On the outskirts of Grantham, Lincolnshire, a young wood is earmarked for destruction to make way for thousands of new houses. 

The Prince William of Gloucester Barracks is currently overseen by the Defence Infrastructure Organisation, part of the Ministry of Defence. The site was a place of celebration in 2012-13 when the armed forces, local community and Trust staff came together to mark The Queen’s Diamond Jubilee with a new native wood. But now development plans could destroy the trees that took root less than a decade ago.

The army is set to relocate, so the government house-building agency, Homes England, has been tasked with designing plans for at least 3,500 new homes on the site.

of the wood could be lost
That's around 67,000 trees.

Amended plans are worse for woodland

We first saw plans in 2016 that indicated a loss of around 60% of the woodland. We raised our concerns at the time and were informed that Homes England would continue work and produce further designs. But in terms of woodland impact, the latest plans are even worse. The most recent masterplan indicates a huge 80% of the woodland would be lost - almost 60ha. 

This is heartbreaking, especially on the doorstep of the Trust’s Grantham HQ. The wood was planted to benefit future generations and now we face the prospect of most of these trees being cut down before they have even had chance to mature. 

What do we need to see?

South Kesteven District Council’s Local Plan provides guidelines for new development at this site. They recognise that while there is capacity for 3,500 to 4,000 new homes, new development must respect and minimise impacts on the existing woodland. They must also incorporate networks of multifunctional green spaces. 

It's been suggested that trees could be planted elsewhere to make up for the losses, but ​this must not be regarded as a get out of jail free card - it does not replace the value of ​the felled trees to people and local wildlife. Any additional planting should be close to the barracks site to benefit the local environment and local people.

Join us in pressing for the plans to include: 

  1. the preservation of as many trees as possible. A revised masterplan should be drawn up, with a ‘retention first’ approach.  
  2. a true woodland-centred development, with trees and woodland allowed to flourish and create a functioning woodland ecosystem. 
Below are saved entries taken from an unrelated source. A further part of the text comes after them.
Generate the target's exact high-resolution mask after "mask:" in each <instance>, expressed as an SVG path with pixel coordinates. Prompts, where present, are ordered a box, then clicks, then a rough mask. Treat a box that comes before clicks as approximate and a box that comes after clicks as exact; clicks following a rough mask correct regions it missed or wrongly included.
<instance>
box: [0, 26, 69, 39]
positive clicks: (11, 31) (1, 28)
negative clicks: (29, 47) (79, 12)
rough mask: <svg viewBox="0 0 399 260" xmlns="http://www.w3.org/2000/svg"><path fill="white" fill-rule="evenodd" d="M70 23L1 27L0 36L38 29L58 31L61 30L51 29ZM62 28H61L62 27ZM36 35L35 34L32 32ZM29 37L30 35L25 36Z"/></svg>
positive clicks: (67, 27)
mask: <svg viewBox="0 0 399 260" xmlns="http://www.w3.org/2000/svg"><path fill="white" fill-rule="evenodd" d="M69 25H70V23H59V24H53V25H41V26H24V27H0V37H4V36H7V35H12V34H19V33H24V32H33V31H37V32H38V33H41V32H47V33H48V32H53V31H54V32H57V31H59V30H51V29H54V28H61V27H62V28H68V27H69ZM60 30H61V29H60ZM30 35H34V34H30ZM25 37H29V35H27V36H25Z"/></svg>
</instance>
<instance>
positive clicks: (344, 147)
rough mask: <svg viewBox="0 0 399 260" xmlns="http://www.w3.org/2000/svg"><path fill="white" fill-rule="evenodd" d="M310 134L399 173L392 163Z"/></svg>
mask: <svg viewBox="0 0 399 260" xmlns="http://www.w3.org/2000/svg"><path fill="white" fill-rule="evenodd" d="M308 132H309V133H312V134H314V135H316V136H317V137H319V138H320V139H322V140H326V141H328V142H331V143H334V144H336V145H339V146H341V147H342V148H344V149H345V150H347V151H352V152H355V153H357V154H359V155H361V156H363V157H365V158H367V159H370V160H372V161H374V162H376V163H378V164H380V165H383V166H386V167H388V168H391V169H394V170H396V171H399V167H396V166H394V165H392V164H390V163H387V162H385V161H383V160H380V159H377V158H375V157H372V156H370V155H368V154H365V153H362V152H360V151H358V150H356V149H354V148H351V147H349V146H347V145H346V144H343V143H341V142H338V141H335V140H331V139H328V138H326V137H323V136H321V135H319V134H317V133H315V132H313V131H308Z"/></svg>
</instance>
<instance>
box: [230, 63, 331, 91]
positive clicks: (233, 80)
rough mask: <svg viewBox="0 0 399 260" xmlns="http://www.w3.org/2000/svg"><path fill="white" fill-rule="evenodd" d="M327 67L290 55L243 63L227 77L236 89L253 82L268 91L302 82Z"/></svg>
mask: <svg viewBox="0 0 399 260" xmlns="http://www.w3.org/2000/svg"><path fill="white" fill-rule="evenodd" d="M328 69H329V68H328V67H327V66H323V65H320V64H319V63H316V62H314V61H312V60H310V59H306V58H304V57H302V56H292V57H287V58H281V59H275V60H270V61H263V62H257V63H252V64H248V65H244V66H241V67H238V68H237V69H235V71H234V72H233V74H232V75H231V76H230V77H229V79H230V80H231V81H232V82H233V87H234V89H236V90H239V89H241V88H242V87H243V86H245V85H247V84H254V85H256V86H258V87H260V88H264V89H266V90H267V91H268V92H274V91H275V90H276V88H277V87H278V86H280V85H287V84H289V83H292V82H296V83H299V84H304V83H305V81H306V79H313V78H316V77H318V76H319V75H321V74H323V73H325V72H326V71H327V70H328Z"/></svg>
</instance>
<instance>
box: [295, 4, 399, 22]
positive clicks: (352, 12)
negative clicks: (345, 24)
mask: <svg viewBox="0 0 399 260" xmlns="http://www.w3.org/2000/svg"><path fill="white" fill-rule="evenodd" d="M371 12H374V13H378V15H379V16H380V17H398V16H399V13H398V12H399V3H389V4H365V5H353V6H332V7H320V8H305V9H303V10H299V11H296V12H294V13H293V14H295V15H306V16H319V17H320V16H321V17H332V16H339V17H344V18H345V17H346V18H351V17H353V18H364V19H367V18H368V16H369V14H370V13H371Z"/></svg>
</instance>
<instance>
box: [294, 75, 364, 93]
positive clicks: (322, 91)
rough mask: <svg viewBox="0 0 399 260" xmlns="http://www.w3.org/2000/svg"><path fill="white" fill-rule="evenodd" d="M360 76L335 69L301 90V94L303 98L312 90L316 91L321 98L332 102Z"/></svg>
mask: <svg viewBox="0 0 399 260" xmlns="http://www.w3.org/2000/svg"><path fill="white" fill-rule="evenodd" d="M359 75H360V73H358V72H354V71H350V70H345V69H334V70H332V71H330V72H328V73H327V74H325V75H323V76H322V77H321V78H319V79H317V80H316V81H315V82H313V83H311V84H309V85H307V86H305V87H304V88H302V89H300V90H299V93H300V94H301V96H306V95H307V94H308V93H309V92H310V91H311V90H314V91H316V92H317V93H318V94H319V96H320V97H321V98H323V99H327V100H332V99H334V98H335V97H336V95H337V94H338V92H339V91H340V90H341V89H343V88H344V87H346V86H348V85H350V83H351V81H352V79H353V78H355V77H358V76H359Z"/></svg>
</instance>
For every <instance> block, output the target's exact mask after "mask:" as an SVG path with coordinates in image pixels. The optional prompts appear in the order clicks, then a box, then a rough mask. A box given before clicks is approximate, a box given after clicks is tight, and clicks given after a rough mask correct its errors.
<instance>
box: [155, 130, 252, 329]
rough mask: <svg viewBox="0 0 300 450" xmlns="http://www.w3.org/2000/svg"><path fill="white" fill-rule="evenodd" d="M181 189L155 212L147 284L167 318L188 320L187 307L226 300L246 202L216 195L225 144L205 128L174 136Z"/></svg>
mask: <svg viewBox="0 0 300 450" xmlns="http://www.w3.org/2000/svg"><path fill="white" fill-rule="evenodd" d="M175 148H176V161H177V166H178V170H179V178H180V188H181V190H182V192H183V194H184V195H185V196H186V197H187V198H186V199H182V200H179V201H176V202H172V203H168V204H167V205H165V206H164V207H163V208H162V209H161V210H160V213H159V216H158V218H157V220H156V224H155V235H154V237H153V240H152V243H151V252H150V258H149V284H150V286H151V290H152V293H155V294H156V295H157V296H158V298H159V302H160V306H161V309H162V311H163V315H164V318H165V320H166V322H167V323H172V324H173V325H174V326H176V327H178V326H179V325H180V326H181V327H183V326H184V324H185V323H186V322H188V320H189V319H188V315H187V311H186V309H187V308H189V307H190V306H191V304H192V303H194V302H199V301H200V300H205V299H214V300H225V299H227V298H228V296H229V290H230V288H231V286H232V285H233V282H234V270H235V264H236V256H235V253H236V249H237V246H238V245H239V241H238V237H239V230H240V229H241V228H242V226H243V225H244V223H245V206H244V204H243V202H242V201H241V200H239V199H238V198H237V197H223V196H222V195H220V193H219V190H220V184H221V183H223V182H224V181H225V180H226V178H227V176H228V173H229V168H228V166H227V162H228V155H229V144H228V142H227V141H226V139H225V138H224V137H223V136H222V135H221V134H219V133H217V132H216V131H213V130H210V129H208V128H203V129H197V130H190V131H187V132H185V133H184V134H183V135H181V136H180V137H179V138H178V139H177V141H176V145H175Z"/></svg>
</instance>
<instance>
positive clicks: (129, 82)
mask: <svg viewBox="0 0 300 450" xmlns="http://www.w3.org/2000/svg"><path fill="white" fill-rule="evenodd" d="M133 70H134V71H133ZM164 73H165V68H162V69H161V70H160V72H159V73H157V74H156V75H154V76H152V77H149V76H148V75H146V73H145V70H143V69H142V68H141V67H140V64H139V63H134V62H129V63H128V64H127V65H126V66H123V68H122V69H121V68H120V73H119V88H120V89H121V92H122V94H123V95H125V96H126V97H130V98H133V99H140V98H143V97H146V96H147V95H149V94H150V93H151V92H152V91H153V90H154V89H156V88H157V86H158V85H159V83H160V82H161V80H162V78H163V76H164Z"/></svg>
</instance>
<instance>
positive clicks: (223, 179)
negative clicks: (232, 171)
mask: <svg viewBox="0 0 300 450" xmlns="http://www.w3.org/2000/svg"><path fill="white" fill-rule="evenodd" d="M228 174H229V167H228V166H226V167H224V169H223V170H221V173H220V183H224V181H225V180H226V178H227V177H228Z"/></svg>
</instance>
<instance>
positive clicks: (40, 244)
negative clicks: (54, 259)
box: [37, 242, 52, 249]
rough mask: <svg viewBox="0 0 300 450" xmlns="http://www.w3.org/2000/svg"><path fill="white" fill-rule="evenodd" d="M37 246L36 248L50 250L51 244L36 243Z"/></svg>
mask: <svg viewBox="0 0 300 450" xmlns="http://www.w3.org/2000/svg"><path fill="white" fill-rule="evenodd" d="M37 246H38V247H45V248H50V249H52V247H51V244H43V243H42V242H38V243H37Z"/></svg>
Our wildlife is under pressure and we urgently need to tackle climate change. Government agencies should not be designing new development that would result in such significant loss of woodland, regardless of its age. South Kesteven's District Council’s tree cover of 12.6% is well below the 16% average for England. However, with Lincolnshire's overall tree cover at just 5%, any large-scale loss of trees, no matter their age, has significance at a county level. Every tree counts.

The consultation has now closed

Homes England's public consultation on the proposed development ended on 25 June 2021. We’re still working hard behind the scenes to save as many of these trees as we can and will keep you updated.